Si una institución religiosa o una comunidad de cristianos creyentes desea montar su belén, que lo haga. Pida el permiso correspondiente a la autoridad y aténgase a las consecuencias como cualquier ciudadano. La calle es de todos. Lo que nunca debe suceder es que una institución pública, ayuntamiento, centros de salud, senado y demás instituciones monte dichos belenes motu proprio y, menos todavía, en representación de los ciudadanos. Si lo hace, perpetra dos delitos: incumple el artículo 16.3 de la Constitución y humilla a la población no confesional o a quienes profesan religiones con distinto pelaje dogmático.

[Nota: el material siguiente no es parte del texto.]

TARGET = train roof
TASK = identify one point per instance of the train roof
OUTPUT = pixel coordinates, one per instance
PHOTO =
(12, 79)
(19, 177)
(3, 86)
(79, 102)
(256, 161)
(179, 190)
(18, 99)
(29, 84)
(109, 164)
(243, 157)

Es necesario y urgente que el gobierno central y comunidades autónomas defiendan el carácter aconfesional del Estado y revisen el calendario festivo, lleno de celebraciones religiosas. No lo planteo para suprimirlas por Decreto, sino para que, al celebrarlas, las instituciones públicas eviten mancillar su naturaleza aconfesional y lesionen así los derechos de la ciudadanía plural y divergente. Si tanto interesa a los políticos cumplir la Constitución, ¿por qué no se esfuerzan en acatarla en este campo? ¿Tanto miedo tienen a la Iglesia y a la población creyente católica que con sus votos pueden montarles el belén del desafecto?
No sean ingenuos. Estos creyentes católicos ni les votan, ni les votarán jamás. Lo peor será comprobar que, como sigan así, no les han de votar ni los de su propio partido. Por incoherentes y por miedosos.